The greenback appears under some selling pressure and gyrates around the 102.80 region when measured by the USD Index (DXY) on Thursday.
USD Index focuses on key data
The index now faces some headwinds following Wednesday’s decent rebound from three-month lows near 102.40.
The ongoing three-week retracement in the dollar has been magnified in response to increasing speculation of interest rate cuts by the Federal Reserve at some point in the spring of 2024, a view that seems to still be contested by some Fed rate setters.
Later in the NA session, all the attention is expected to be on the release of US inflation figures tracked by the PCE and Core PCE, seconded by usual weekly Initial Claims, Personal Income, Personal Spending and Pending Home Sales.
What to look for around USD
The index managed to regain some balance after bottoming out in three-week lows near 102.40 earlier in the week.
Looking at the broader picture, the dollar appears depressed against the backdrop of rising speculation of probable interest rate cuts in H1 2024, all in response to further disinflationary pressures and the gradual cooling of the labour market.
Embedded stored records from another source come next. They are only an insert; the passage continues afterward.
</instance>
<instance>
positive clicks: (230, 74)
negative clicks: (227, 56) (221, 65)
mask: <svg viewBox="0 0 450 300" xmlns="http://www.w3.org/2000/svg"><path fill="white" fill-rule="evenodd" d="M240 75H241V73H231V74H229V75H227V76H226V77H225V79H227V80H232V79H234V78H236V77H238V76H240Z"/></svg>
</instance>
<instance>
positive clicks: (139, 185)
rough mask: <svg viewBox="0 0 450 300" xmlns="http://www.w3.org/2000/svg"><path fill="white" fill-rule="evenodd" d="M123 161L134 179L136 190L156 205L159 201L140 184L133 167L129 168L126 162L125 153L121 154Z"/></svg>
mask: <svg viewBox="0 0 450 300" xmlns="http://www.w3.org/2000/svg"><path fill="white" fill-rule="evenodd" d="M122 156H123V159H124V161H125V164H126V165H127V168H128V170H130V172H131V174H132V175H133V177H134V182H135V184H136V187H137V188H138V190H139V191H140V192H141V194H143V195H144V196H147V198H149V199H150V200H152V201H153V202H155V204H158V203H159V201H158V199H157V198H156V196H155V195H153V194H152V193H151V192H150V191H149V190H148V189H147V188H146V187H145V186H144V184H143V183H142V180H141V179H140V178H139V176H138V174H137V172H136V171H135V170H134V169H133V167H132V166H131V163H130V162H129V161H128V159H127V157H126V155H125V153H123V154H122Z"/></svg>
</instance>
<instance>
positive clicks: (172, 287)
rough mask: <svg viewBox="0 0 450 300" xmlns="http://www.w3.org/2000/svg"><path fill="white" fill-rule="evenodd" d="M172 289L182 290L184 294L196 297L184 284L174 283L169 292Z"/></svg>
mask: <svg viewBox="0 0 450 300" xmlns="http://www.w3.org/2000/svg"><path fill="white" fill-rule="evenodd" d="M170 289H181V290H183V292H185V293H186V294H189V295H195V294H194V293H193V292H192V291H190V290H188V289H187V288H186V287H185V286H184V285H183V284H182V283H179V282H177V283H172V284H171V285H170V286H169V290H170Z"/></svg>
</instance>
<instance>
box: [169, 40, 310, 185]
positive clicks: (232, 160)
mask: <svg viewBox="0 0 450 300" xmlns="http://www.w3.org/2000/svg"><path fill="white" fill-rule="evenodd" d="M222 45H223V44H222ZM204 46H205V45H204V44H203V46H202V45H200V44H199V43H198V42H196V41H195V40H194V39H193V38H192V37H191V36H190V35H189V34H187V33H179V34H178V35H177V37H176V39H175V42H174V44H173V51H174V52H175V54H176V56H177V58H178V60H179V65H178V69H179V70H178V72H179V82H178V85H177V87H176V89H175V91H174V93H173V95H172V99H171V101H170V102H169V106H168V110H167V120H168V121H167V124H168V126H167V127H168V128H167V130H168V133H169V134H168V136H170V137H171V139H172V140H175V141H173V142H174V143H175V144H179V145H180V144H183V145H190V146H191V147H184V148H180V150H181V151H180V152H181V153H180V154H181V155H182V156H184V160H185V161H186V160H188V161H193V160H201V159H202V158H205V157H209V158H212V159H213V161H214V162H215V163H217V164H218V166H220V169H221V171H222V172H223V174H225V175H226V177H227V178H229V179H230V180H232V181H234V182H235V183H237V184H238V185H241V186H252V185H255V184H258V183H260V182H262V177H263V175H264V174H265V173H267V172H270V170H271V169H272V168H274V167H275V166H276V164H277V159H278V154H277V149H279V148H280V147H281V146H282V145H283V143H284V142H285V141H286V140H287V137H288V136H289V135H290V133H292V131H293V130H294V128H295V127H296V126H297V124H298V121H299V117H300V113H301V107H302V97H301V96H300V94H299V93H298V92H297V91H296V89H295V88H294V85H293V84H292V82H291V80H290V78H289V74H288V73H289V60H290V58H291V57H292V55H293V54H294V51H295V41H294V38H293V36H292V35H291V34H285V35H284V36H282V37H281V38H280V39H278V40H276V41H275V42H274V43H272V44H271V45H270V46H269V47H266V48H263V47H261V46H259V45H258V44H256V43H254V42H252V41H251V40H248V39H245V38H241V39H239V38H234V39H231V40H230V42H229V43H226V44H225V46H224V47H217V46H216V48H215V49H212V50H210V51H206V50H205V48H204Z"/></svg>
Some support for the greenback, however, still emerges the resilience of the US economy as well as a persistent hawkish narrative from some Fed rate setters.
Key events in the US this week: PCE, Core PCE, Initial Jobless Claims, Personal Income, Personal Spending, Pending Home Sales (Thursday) – Final S&P Global Manufacturing PMI, ISM Manufacturing PMI, Construction Spending, Fed’s Powell (Friday).
Eminent issues on the back boiler: Growing perception of a soft landing for the US economy. Speculation of rate cuts at some point in the spring of 2024. Omnipresent geopolitical effervescence vs. Russia and China. Potential spread of the Middle East crisis to other regions.
USD Index relevant levels
Now, the index is down 0.09% at 102.74 and faces immediate contention at 102.46 (monthly low November 29) ahead of 101.74 (monthly low August 4) and then 100.51 (weekly low July 27). On the upside, the breakout of 103.58 (200-day SMA) would open the door to 104.21 (weekly high November 22) and then 105.47 (55-day SMA).